OH BOY

maaaaan everything is a bit shit right now. but most of it is the "shit" that i want.

i learned (the hard way) how hard it is to actually try to run a company, with how hard it is to keep track of and process all of these orders by my fucking self, while dealing with school stuff and making music. i realized that i should probably sit back and work extensively on a good collection while saving up a good amount of money to invest into a good, solid drop. so that's exactly what i'm gonna start doing now, putting a good percentage of my pays into my savings until it's at a good enough amount for an investment for a drop.

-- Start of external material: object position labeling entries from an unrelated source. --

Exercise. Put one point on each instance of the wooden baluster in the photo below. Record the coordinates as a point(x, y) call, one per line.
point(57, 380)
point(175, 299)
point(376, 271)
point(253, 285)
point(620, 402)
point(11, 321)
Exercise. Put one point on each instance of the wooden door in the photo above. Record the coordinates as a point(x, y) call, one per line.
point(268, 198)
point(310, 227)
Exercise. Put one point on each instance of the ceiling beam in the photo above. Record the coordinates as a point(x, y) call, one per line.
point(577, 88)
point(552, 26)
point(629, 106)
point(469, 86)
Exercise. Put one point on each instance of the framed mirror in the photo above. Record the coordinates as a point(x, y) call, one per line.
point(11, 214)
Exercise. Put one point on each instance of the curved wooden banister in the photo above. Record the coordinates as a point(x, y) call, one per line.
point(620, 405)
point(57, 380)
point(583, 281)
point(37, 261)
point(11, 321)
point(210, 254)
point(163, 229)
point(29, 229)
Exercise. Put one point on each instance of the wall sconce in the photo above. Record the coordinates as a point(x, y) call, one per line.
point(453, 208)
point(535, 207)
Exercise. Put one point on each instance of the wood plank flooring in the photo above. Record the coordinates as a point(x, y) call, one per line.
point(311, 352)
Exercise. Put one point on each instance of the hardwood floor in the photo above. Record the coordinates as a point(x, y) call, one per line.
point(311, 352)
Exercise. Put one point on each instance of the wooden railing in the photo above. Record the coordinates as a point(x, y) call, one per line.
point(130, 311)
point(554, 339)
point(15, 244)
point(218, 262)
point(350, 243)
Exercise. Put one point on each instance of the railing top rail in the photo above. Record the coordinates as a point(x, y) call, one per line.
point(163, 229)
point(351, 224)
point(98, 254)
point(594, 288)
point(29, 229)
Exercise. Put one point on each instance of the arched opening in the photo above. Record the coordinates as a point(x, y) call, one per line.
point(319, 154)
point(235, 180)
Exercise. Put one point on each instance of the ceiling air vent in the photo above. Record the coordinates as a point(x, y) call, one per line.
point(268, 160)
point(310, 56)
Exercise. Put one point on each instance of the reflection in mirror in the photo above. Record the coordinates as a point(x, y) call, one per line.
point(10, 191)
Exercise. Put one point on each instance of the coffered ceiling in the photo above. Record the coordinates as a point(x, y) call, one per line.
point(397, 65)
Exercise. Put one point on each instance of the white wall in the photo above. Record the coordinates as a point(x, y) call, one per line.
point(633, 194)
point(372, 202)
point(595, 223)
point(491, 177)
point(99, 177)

the "shit" that i don't want however, is at an all time high. i'm back into living my old bad habits that i've been trying to destroy. i'm trynna get all of these toxic habits out of me bro and it's so hard because my brain is basically wired to unconsciously do those things, so to have control over them is super challenging. but it isn't impossible, i just need a crazy amount of discipline. i'm trying to meditate more, drink more water, improve my sleep habits and be smarter with my money. these are all things i think i need to start improving on if i wanna get on track. i also need to let go of my addiction to instant gratification, whether that is through porn, social media, YouTube or Netflix, i just get more control over how much i consume because i feel like these things have a huge impact on my brain when it comes to patience and even just my general mental health.

i've lost so much money and taken so many Ls these past weeks, it's fucking insane. but i feel this is exactly what's supposed to happen, especially considering the fact that i'm still new to this game, and these failures are just lessons so i can get better. Elon was right though, this shit is like chewing glass.